The biggest tech IPOs had ‘No Regret’ on bad decision making

For the last few years, businesses and organisations have followed a different strategy to stay afloat. Of course, the wave of technology is only getting updated each year, but we were not ready for a deadly pandemic.



It affected systems worldwide; some collapsed, some shrank, and some grew tenfold. The biggest tech IPO of the year had their downfalls due to bad decision-making, but it worked out pretty well in the end.


New Constructs, a research firm that started information in July 2002, talked about various mistakes made by tech IPO’s and still, they made massive revenue at the end year chart. Of course, there are tons of decisions behind the one customer see; some are bad calls. They make using the service more complex than it already is.


Instead of leaving those services, customers tend to adapt to the updates and benefit eventually. Tech companies and even large one in Silicon Valley sometimes follows the same process.


New Constructs compiled some of its best results to date and published some pessimistic calls on some of the hottest IPOs. One of which is electric vehicle maker Rivian. According to the last check, the IPO was worth $13 billion, one-fifth of the total market evaluation. David Trainer, CEO of New Constructs, said he felt suitable for putting something out there that ‘makes a lot of mathematical sense.’


Sweetgreen Inc., a restaurant company famous for its fast operation and casual serving healthy foods, also listed its IPO. New Constructs came with a price target of $0, but the offer price was $28.


Electric vehicles are receiving tons of attention lately as Tesla became so successful, their company evaluation reached trillions of dollars. Rivian, another electric vehicle company, though not as vast as Tesla. With a market evaluation of $66.5 billion before the IPO, its evaluation was one-third of the company net worth, which was taken with a grain of salt by the research firm.


In October, GitLab, Microsoft’s GitHub’s biggest competitor, was valued as low as $770 million.
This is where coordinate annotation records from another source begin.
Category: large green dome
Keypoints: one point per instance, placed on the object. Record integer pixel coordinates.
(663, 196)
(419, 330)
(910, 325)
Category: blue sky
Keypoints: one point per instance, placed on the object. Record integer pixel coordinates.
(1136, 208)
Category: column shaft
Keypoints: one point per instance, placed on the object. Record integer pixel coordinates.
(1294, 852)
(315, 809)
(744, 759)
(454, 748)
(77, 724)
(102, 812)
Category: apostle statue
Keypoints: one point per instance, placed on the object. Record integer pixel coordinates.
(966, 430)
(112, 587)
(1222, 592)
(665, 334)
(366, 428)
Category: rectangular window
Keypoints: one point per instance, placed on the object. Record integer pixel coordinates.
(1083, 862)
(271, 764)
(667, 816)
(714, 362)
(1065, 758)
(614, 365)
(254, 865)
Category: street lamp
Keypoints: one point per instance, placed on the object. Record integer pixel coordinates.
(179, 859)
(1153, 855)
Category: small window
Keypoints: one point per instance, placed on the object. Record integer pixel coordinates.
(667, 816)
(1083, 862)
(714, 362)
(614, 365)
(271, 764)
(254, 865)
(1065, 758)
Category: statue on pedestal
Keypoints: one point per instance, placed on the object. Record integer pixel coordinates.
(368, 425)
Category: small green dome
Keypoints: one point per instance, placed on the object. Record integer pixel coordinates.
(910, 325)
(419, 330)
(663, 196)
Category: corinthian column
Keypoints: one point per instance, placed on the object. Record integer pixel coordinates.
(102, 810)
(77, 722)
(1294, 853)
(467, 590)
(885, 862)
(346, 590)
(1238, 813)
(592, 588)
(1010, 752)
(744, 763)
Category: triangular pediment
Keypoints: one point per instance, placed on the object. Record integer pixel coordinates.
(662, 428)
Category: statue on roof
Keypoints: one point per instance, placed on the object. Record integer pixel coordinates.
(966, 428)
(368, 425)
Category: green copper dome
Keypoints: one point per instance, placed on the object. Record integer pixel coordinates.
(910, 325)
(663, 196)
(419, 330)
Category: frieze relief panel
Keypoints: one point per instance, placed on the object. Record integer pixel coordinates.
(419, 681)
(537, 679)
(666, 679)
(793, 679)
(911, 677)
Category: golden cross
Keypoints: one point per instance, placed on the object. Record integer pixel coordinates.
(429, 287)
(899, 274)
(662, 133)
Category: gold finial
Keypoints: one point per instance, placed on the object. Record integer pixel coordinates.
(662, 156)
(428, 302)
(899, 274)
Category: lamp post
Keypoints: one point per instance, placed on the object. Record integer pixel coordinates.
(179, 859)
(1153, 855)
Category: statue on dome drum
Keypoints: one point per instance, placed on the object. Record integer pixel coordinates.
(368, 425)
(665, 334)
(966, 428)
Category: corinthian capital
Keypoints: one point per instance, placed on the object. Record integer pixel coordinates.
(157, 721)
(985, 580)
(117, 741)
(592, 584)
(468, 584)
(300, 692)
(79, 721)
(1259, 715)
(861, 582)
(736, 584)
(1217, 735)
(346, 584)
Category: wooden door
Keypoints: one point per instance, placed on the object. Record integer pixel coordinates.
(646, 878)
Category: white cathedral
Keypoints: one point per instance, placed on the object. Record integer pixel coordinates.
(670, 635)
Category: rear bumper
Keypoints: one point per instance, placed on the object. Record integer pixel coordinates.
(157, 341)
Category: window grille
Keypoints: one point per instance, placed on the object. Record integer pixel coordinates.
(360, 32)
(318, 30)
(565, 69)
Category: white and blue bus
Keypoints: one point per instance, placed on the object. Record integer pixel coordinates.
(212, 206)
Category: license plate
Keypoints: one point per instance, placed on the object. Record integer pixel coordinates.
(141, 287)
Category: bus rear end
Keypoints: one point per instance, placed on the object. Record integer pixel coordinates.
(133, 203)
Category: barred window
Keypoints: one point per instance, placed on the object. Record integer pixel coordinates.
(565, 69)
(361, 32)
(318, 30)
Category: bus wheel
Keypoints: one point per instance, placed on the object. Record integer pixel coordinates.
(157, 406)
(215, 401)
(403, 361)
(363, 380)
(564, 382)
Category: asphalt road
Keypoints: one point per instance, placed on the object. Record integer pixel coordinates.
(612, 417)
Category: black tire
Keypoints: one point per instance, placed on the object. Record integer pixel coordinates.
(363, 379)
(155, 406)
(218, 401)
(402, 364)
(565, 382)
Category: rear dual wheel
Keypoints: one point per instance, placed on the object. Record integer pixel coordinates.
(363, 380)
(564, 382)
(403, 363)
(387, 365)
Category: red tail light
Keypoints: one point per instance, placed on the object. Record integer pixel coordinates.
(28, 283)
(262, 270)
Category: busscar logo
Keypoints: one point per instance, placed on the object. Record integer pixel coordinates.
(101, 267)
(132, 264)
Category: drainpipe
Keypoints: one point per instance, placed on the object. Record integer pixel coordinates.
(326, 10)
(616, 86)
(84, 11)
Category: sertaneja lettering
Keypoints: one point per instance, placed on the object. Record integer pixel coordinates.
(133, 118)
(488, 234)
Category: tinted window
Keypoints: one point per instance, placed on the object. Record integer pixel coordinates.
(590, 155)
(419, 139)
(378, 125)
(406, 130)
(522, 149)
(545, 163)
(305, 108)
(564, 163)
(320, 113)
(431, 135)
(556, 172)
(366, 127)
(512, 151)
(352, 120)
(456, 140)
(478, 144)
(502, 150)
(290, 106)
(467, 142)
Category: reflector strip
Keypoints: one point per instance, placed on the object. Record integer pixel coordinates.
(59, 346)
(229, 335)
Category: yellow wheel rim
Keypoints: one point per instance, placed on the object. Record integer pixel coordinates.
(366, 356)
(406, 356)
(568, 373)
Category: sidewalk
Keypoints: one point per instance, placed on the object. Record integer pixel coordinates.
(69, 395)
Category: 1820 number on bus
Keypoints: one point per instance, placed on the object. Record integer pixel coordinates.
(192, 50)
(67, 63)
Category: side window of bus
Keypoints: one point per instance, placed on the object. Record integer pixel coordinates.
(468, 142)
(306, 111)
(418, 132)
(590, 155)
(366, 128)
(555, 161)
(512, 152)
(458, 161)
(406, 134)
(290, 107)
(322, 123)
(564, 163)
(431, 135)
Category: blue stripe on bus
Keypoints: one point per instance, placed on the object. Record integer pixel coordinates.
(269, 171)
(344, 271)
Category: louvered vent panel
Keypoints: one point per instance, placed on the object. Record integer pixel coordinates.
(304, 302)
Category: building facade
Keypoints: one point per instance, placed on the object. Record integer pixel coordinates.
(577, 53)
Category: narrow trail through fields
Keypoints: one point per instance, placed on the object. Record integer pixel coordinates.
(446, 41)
It was 93 per cent lower than usual share prices. GitLab is a software sharing platform for companies and developers where it is possible to push direct updates to software, distribute, modify and do similar tasks. GitLab saw tons of success at the start of 2021 and went beyond GitHub price point. Later it drowned far below the bear market.
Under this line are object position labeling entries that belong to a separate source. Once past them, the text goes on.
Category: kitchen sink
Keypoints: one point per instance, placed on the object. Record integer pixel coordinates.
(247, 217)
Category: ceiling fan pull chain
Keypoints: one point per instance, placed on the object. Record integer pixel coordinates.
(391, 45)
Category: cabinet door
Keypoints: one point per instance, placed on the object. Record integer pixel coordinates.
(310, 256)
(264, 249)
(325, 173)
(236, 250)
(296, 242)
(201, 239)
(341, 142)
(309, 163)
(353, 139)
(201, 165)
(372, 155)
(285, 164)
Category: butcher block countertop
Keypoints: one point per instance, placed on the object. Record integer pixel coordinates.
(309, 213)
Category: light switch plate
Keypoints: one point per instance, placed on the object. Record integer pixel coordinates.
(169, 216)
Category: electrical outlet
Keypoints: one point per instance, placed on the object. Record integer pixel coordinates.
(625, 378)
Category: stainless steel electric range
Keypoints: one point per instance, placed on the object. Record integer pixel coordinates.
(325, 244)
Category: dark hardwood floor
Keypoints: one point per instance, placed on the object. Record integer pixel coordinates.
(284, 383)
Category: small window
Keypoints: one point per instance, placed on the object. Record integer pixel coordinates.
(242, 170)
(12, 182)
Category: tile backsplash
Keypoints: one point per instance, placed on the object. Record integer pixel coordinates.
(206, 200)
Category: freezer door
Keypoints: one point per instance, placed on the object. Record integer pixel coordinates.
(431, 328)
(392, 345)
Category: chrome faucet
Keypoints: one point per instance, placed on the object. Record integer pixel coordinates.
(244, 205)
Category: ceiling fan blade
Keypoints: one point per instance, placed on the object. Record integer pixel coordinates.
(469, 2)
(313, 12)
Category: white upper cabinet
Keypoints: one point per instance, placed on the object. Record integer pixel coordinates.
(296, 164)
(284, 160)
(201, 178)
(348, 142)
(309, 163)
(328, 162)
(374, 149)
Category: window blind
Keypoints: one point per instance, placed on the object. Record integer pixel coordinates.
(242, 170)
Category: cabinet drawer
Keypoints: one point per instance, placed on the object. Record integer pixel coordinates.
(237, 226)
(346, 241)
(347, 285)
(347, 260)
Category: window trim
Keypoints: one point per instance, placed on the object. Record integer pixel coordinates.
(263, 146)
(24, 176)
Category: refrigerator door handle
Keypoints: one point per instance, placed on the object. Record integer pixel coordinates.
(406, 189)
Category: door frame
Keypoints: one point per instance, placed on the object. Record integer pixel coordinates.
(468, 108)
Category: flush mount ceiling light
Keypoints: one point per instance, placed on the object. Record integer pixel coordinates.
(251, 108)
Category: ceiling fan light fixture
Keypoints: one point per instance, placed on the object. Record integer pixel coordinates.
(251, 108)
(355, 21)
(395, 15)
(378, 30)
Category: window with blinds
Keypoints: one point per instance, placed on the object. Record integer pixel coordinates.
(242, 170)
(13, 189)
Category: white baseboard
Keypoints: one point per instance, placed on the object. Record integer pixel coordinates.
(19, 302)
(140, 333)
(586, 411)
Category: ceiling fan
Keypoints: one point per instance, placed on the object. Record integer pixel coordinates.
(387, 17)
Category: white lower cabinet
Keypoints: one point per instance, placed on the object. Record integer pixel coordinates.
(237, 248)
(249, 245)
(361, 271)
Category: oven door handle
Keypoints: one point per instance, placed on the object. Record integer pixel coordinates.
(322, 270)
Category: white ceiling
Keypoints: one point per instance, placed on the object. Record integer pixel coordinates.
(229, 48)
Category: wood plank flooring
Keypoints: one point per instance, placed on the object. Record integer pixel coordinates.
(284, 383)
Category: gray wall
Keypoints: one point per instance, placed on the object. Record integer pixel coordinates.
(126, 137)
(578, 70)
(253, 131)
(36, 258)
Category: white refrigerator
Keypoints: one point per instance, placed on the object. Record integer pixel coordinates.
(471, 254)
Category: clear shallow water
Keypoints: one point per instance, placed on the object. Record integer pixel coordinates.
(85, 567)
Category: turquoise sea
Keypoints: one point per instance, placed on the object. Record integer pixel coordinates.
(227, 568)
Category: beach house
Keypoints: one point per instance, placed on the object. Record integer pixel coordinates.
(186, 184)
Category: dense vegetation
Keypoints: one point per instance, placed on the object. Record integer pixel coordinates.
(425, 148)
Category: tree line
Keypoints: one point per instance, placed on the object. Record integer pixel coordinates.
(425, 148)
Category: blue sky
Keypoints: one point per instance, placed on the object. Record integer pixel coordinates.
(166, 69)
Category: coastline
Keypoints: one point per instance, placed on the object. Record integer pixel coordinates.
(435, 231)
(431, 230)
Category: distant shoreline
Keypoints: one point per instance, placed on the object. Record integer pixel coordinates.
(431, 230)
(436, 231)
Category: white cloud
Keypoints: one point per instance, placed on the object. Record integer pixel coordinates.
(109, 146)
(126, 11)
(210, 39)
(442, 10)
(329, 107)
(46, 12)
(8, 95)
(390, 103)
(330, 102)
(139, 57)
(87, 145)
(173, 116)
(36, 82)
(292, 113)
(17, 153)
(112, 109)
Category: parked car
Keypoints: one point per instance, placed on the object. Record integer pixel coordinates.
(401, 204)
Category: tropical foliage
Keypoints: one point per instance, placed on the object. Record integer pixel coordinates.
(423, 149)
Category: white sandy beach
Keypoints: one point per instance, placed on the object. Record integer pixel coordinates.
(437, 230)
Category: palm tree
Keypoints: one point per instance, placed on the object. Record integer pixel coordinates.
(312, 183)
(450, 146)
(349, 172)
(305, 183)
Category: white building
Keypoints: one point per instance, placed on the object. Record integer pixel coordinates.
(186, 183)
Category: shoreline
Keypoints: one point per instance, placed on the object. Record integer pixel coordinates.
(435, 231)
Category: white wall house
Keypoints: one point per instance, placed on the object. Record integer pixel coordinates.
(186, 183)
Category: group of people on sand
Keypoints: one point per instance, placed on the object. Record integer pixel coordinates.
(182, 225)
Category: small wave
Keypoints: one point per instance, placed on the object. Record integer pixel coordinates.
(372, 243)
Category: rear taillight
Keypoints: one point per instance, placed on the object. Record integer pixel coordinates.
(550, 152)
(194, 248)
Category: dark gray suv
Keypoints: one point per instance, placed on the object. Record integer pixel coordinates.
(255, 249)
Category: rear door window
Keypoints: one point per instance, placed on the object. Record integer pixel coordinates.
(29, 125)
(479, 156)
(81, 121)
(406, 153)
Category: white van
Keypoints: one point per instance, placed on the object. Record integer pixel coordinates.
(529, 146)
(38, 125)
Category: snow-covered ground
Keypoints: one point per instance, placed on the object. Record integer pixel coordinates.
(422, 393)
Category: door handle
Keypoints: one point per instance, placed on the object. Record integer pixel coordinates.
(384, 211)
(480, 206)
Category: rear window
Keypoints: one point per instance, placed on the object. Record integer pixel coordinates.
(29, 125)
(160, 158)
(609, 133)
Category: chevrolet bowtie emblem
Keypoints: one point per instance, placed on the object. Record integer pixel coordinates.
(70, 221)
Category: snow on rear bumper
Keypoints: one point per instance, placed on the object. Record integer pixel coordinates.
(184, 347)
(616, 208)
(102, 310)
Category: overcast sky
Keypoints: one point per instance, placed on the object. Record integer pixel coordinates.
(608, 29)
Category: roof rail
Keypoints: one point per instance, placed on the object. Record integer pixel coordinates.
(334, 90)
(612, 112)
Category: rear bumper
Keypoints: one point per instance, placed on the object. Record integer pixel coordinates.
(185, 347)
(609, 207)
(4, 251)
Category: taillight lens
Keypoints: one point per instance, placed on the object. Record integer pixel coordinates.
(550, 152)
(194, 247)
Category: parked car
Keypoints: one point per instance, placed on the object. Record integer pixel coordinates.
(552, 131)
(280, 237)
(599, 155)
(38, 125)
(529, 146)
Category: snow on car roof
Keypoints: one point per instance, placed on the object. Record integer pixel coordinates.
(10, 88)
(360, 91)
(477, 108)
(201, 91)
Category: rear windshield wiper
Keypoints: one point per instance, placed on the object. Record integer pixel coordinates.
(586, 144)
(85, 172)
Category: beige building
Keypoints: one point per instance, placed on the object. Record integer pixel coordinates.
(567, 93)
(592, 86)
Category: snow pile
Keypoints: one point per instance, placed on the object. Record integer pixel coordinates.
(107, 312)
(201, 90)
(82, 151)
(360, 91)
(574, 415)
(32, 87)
Founder and CEO of New Constructs, David Trainer, said his company does footnote analysis that drives truly un-conflicted and comprehensive ‘fundamental research’ into ‘quality-of-earnings’ and ‘valuation.’


He felt confident in putting out ideas to the market. In an interview, he regularly talked about the crazy stuff happening on the market. ‘I can’t let that bother me. I have to stay true to what I think is right.’


According to Trainer, these IPO valuations are not correct or close to what it is. The gimmick must stay in the shadows to not shake up the stakeholder mindset. As stakeholders are the key to primary funding, the company may suffer unavoidable loss if anything happens to it.

New Constructs independent investment research tactics bring in the quality of earnings, forensic accounting and discounted cash flow valuation in the market. These data are from public companies. The research conducted was taken from ratings of over 3,000 company stocks and 7,000 mutual funds. Even 400 EFTs were included to gather analytical data.


The IPO coverage works on competition as Trainers had hundreds of customers dived into investments. TD Ameritrade and Interactive Brokers are some of the company partners.

IPO data includes a $1.2 trillion valuation of Tesla, 171 per cent asset evaluation of Uber and similar large scale companies.